The World Health Organization says travellers who are uncertain about their measles vaccination status should receive at least one dose of a measles-containing vaccine at least 15 days prior to travel.

It came in the wake of the declaration of a measles outbreak in the Serua/Namosi subdivision by the Ministry of Health and Medical Services on Thursday.

The international health body stated this would not only provide the best protection to the individual, but also help to stop the spread of the virus to other communities, including other Pacific Islands.

WHO said Government’s initiative to provide a “zero dose” of the measles rubella (MR) vaccination to infants aged six to 11 months free of charge, and to people travelling to the areas currently experiencing cases in Fiji and outbreak affected areas abroad was in line with their recommendation that a dose of a measles-containing vaccine was given during an outbreak, or when someone was travelling to a place currently experiencing an outbreak.
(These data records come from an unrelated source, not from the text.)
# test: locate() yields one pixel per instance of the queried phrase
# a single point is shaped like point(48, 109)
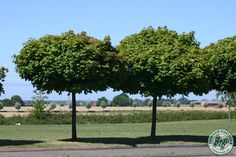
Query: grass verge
point(109, 135)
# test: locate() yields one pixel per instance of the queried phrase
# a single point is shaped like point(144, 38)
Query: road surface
point(117, 152)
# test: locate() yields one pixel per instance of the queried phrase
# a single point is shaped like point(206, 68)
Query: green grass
point(106, 135)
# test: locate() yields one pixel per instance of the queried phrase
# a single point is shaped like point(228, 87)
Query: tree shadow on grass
point(6, 142)
point(144, 140)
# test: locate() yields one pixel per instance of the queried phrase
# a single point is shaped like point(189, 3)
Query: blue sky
point(19, 20)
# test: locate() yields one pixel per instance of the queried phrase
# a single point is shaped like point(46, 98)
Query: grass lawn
point(109, 135)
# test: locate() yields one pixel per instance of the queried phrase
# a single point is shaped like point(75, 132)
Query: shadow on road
point(143, 140)
point(17, 142)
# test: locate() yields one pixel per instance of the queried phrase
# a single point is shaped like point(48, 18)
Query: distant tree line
point(15, 99)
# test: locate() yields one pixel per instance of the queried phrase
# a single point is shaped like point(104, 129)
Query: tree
point(74, 63)
point(103, 105)
point(17, 98)
point(121, 100)
point(160, 63)
point(102, 99)
point(1, 106)
point(3, 72)
point(18, 106)
point(220, 57)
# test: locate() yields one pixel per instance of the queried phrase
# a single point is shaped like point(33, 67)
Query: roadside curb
point(102, 148)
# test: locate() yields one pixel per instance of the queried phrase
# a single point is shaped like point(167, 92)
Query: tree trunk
point(74, 133)
point(154, 112)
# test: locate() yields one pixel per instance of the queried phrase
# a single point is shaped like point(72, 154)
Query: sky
point(212, 20)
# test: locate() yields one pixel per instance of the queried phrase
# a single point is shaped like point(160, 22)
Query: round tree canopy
point(67, 62)
point(163, 62)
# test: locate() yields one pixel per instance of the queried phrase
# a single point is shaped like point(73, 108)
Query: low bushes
point(117, 117)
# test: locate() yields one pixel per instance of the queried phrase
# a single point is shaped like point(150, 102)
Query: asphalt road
point(121, 152)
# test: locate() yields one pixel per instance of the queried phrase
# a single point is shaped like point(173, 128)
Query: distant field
point(109, 135)
point(10, 111)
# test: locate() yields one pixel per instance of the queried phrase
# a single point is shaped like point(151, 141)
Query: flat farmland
point(10, 111)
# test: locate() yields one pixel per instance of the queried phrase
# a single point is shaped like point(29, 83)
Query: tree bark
point(74, 133)
point(154, 111)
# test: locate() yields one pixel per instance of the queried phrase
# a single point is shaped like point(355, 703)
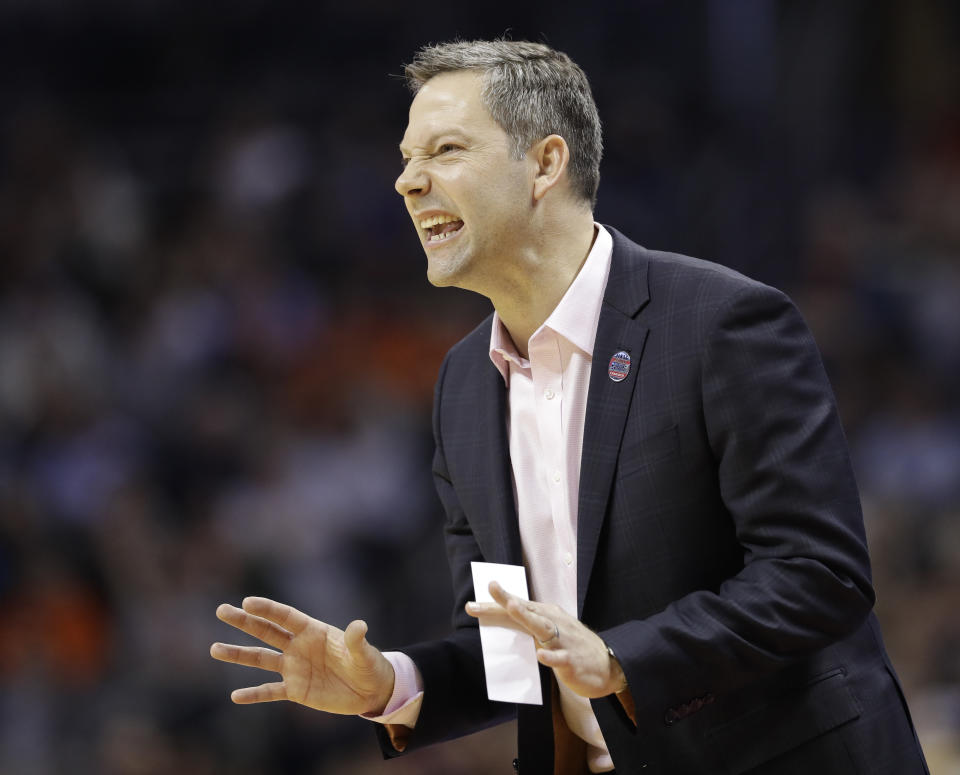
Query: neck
point(545, 272)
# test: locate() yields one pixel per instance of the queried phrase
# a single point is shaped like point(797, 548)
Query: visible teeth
point(441, 237)
point(436, 220)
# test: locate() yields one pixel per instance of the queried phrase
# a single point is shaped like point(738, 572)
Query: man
point(653, 438)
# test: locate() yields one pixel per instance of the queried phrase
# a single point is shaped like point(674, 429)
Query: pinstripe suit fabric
point(720, 542)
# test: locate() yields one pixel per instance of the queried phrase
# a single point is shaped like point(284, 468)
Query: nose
point(413, 181)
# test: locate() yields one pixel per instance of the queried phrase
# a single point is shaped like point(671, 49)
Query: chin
point(446, 273)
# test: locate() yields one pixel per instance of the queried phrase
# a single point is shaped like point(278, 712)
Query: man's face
point(468, 197)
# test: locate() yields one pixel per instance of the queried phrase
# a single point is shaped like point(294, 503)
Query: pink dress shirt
point(546, 411)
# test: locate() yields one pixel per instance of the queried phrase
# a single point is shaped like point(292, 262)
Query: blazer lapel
point(498, 534)
point(608, 402)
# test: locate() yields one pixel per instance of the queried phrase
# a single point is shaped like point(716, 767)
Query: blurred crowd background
point(218, 347)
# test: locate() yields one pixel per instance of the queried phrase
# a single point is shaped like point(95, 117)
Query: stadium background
point(217, 345)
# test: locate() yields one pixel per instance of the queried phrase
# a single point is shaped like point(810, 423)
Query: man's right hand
point(322, 667)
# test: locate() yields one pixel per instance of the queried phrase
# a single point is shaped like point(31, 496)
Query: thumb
point(354, 637)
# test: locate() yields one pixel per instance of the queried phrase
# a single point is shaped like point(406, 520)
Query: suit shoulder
point(670, 269)
point(472, 347)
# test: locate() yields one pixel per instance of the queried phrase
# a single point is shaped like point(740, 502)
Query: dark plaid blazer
point(720, 542)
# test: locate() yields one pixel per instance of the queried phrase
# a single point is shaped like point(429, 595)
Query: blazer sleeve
point(785, 479)
point(454, 684)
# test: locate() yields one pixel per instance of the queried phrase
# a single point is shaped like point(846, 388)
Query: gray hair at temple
point(531, 91)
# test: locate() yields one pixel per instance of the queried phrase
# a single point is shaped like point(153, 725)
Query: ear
point(551, 156)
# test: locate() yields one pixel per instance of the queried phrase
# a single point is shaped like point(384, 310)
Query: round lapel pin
point(619, 366)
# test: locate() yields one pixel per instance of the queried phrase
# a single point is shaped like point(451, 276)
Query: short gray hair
point(531, 91)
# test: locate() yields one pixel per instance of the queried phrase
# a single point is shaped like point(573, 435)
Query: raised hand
point(322, 667)
point(578, 656)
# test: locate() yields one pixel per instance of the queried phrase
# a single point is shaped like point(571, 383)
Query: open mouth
point(439, 228)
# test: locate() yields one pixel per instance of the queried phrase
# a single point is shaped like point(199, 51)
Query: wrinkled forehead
point(447, 102)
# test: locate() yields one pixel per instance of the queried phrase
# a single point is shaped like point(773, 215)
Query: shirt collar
point(575, 317)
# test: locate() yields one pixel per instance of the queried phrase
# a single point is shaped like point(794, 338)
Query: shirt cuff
point(404, 704)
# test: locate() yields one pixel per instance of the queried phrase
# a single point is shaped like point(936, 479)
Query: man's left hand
point(578, 656)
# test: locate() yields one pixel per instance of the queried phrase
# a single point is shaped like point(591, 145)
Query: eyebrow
point(453, 134)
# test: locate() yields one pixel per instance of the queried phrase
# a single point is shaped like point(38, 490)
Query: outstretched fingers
point(271, 692)
point(270, 633)
point(281, 614)
point(249, 656)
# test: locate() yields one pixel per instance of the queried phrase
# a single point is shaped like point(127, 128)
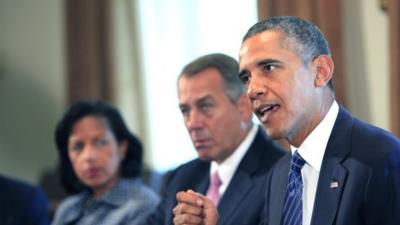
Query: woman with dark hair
point(100, 164)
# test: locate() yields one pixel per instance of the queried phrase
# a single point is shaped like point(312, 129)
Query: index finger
point(190, 198)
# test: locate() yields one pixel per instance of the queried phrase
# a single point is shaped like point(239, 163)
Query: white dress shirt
point(312, 150)
point(227, 168)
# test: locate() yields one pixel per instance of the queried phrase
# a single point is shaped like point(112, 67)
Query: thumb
point(210, 212)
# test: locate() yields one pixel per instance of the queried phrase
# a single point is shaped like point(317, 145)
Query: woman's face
point(95, 154)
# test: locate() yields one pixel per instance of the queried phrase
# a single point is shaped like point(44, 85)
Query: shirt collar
point(228, 167)
point(313, 147)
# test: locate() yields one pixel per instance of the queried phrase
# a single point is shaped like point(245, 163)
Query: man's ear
point(324, 66)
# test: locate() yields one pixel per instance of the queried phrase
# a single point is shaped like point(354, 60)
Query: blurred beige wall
point(31, 84)
point(366, 49)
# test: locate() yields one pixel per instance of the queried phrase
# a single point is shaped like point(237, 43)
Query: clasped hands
point(194, 208)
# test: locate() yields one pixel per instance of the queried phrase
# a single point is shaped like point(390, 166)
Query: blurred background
point(130, 52)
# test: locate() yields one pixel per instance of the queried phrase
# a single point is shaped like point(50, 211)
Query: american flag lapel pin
point(334, 184)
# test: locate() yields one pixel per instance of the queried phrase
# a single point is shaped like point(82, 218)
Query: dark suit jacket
point(243, 199)
point(365, 161)
point(21, 203)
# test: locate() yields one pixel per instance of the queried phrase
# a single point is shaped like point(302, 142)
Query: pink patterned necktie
point(212, 192)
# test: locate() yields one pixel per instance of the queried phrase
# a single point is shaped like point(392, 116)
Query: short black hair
point(303, 37)
point(131, 165)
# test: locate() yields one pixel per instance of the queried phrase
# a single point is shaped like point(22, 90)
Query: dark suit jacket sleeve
point(22, 203)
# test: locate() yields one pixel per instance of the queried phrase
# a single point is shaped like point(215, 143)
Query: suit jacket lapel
point(238, 189)
point(333, 175)
point(241, 182)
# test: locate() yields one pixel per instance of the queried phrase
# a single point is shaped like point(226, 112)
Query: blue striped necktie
point(293, 208)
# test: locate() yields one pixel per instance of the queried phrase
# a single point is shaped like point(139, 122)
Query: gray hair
point(228, 68)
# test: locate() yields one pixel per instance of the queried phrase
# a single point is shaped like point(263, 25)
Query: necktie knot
point(297, 162)
point(293, 207)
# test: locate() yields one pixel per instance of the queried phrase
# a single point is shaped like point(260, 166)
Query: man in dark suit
point(341, 171)
point(218, 117)
point(21, 203)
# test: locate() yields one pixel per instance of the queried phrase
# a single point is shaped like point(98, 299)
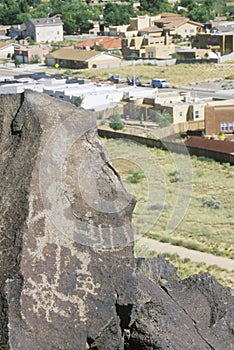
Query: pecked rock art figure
point(67, 244)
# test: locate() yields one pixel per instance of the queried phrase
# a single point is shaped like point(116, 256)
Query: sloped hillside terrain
point(69, 280)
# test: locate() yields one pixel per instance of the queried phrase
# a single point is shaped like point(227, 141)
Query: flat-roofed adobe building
point(79, 59)
point(45, 30)
point(219, 117)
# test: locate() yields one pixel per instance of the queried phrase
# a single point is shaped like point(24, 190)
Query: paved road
point(193, 255)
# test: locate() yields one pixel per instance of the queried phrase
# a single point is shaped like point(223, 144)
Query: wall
point(216, 115)
point(49, 33)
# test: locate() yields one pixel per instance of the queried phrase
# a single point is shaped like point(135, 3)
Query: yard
point(178, 75)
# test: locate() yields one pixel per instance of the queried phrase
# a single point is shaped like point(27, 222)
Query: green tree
point(114, 14)
point(115, 122)
point(164, 119)
point(154, 6)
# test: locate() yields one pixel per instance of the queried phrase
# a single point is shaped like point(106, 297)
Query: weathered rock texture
point(68, 276)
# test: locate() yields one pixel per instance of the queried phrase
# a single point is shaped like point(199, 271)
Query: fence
point(170, 146)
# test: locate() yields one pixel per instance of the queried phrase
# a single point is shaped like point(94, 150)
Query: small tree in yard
point(78, 101)
point(164, 119)
point(115, 122)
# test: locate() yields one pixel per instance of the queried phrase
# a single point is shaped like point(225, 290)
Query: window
point(223, 126)
point(231, 126)
point(196, 114)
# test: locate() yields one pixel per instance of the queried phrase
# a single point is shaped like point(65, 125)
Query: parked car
point(160, 83)
point(134, 81)
point(116, 79)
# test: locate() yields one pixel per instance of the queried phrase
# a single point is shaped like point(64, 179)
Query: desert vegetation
point(205, 223)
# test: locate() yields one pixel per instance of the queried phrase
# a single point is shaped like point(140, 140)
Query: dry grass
point(204, 229)
point(178, 75)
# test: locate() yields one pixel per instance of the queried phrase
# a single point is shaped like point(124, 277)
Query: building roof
point(170, 23)
point(19, 27)
point(107, 43)
point(4, 44)
point(73, 55)
point(46, 21)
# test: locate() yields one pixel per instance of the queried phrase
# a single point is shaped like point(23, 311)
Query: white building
point(45, 30)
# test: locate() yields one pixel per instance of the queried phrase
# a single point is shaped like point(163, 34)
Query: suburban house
point(100, 44)
point(18, 31)
point(79, 59)
point(147, 47)
point(174, 24)
point(218, 42)
point(183, 107)
point(4, 30)
point(44, 30)
point(186, 109)
point(219, 117)
point(7, 49)
point(31, 54)
point(153, 36)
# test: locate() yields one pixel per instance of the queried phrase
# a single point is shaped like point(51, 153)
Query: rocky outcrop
point(69, 279)
point(66, 238)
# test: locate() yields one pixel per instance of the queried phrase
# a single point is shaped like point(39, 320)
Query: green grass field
point(186, 267)
point(178, 75)
point(175, 197)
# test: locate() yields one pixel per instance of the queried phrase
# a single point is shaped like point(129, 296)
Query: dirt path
point(193, 255)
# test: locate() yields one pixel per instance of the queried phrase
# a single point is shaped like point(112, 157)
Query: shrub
point(35, 59)
point(115, 122)
point(78, 101)
point(211, 202)
point(205, 159)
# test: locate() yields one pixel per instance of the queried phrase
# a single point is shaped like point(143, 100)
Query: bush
point(211, 203)
point(78, 101)
point(115, 122)
point(136, 176)
point(35, 59)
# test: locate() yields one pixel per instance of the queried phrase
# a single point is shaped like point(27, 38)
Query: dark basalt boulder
point(68, 276)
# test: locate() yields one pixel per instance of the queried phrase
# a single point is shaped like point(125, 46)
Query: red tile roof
point(214, 145)
point(107, 43)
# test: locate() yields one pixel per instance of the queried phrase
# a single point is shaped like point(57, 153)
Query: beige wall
point(186, 29)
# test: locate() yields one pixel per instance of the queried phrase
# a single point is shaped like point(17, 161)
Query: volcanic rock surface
point(69, 280)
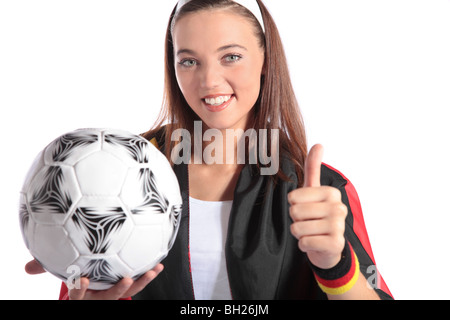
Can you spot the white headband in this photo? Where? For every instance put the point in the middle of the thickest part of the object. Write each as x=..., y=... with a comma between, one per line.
x=251, y=5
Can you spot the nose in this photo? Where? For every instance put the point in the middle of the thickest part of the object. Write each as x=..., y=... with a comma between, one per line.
x=210, y=76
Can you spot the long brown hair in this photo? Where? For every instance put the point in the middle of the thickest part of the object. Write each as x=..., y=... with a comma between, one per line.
x=277, y=106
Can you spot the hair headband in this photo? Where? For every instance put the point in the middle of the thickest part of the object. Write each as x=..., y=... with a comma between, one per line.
x=251, y=5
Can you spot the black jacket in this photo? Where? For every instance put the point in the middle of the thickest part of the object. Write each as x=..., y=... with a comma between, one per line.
x=263, y=258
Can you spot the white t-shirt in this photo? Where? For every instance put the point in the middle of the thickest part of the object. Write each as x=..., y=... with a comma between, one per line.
x=208, y=227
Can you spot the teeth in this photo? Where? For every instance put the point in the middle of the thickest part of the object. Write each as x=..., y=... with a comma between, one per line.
x=218, y=100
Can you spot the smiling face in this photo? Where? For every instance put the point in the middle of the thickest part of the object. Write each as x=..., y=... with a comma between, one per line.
x=218, y=65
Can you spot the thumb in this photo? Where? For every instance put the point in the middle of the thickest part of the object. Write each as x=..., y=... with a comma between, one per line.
x=312, y=166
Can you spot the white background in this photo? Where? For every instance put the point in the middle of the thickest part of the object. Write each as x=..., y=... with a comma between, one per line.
x=372, y=78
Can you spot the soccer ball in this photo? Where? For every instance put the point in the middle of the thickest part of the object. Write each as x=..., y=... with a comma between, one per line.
x=102, y=203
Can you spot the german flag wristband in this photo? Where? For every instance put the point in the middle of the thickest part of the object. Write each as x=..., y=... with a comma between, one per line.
x=341, y=277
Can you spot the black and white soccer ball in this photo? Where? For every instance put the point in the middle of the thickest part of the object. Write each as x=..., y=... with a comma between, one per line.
x=100, y=202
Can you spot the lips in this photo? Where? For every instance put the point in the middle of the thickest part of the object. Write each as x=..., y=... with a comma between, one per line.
x=217, y=103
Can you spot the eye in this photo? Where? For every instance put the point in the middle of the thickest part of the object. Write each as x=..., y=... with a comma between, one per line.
x=188, y=63
x=231, y=58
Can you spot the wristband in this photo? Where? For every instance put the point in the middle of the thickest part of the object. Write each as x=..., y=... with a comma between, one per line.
x=342, y=277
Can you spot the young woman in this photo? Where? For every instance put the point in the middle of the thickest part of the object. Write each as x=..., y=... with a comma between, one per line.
x=298, y=233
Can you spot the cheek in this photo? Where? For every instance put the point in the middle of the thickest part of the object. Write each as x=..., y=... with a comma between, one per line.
x=186, y=83
x=248, y=81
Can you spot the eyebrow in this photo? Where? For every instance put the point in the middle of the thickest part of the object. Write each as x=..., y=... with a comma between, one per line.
x=223, y=48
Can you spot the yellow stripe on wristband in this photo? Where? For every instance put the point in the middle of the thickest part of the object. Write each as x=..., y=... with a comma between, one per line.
x=345, y=287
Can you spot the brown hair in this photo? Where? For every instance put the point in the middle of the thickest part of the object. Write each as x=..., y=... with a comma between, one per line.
x=277, y=106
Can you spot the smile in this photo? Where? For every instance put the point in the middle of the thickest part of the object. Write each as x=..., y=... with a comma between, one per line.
x=217, y=103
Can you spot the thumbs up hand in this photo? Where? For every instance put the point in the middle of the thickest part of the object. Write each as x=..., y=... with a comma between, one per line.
x=318, y=215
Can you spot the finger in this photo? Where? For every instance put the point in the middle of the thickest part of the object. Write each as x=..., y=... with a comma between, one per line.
x=79, y=293
x=321, y=244
x=117, y=291
x=314, y=194
x=312, y=166
x=143, y=281
x=310, y=228
x=34, y=267
x=309, y=211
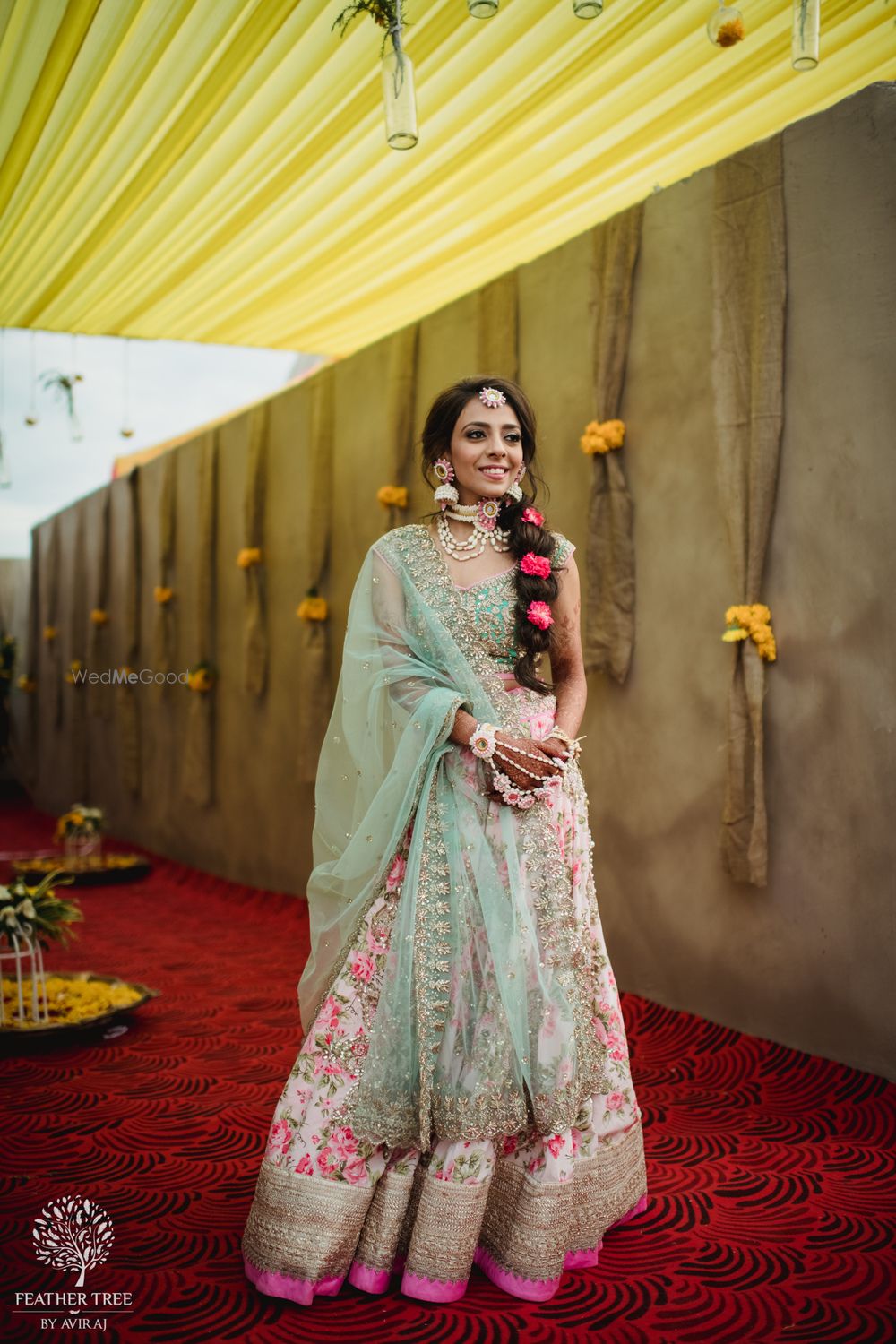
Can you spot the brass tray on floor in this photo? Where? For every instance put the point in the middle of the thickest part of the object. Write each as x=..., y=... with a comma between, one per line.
x=88, y=870
x=50, y=1029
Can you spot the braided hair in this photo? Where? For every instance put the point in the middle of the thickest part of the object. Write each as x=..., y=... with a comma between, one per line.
x=522, y=537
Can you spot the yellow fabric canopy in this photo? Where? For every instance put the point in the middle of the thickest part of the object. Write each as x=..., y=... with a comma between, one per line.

It is important that we listen to the WHO recommendation that parents follow the ministry’s advice and ensure they and their children were vaccinated against measles according to Fiji’s national vaccination schedule.

A key issue in this fight against measles is strictly adhering to advice.

We must, as a nation get behind this fight against what is a highly contagious disease.

What will be a concern is the fact that we are approaching the school holidays, when the movement of people increases, effectively raising the chances of more people being infected.

It is encouraging to note that the ministry is actively engaged in trying to contain the outbreak to Serua/Namosi.

It needs our assistance to better manage how much the disease spreads, and whether we can contain it and eventually overcome it though.

That is a responsibility we must embrace today if we haven’t already done so.